% Script 2 for Week 5
% A Bit of Statistics
% Many processes in the world are aggregate phenomena composed of many tiny contributions each of which is random in some sense. Still, the aggregate (such as temperature or pressure) can be very predictable and modeling to obtain this prediction will in many cases deal with that random component directly. And Monte Carlo Simulation (Stanislaw Ulam, Los Alamos, 1946) techniques can help us make predictions even when there is no randomness involved in the underlying situation.
% Example: Estimate pi using a pseudorandom number generator.
rng('shuffle') % assign time-based seed to random number generator
L=rand(1000000,2);
% One million randomly selected points in the unit square
L(347,:)
M=L(:,1).^2+L(:,2).^2;
% M is the square of the distance from each point to the origin
length(find(M<1))/length(M)
% should be close to the ratio of the area of the circle segment to the area of the square.
pi/4
% This is a 50 by 1 matrix of random integers between 0 and 100.

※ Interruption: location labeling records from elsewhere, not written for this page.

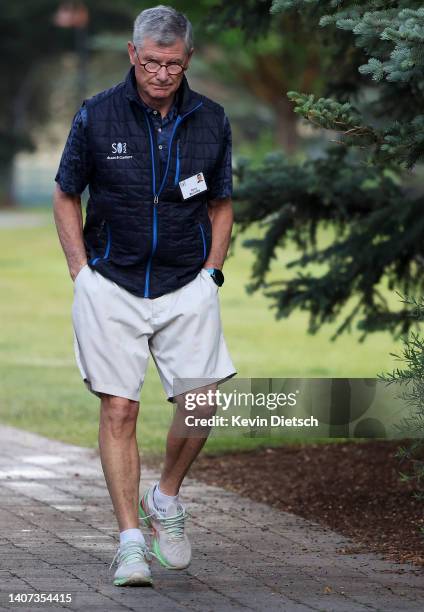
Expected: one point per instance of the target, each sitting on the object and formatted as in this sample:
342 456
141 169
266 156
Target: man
146 268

L=round(100*sort(rand(50,1)))
randn(7,1)
% Below is a list of 200 random integers using a uniform distribution on integers between 7 and 98.
L=randi([7 98],200,1)
find(L==30)
L=sort(L)
mean(L)
median(L)
mode(L) % Just gives the first mode if L is a multimodal data set.
mode(L(1:40))
find(L==mode(L))
find(L==mode(L(1:40)))
L(find(L==mode(L)))
std(L)
var(L)
% Ignore the next few lines if you don't do much with statistics. Here I recreate ``by hand'' some functions that are built into MATLAB for the normal distribution (as well as many other distributions). The built-in functions are MUCH faster, and we may revisit this if student interest in statistics, and time, allows.
Z=(L-mean(L))./std(L);
% Z-score: standardize L so that it has mean 0 and st. dev. 1, for ease of comparison to a normal distribution.
% The normal distribution, the ubiquitous ``bell curve'', has some interesting properties. The bell curve function with mean m and standard deviation sd is given below as norpdf. One of the first thing people learn about it is the 68-95-99.7 percent rule. On a normal distribution these percents represent the approximate fraction of the area under the curve within 1, 2 or 3 standard deviations from the mean, respectively. Interpretation: the next time a number is ``selected'' governed by this distribution there is a 68% chance it will be within 1 standard deviation of the mean. If these percents are not close to correct for your distribution, or if the distribution is not symmetric, then your distribution is NOT (close to) normal.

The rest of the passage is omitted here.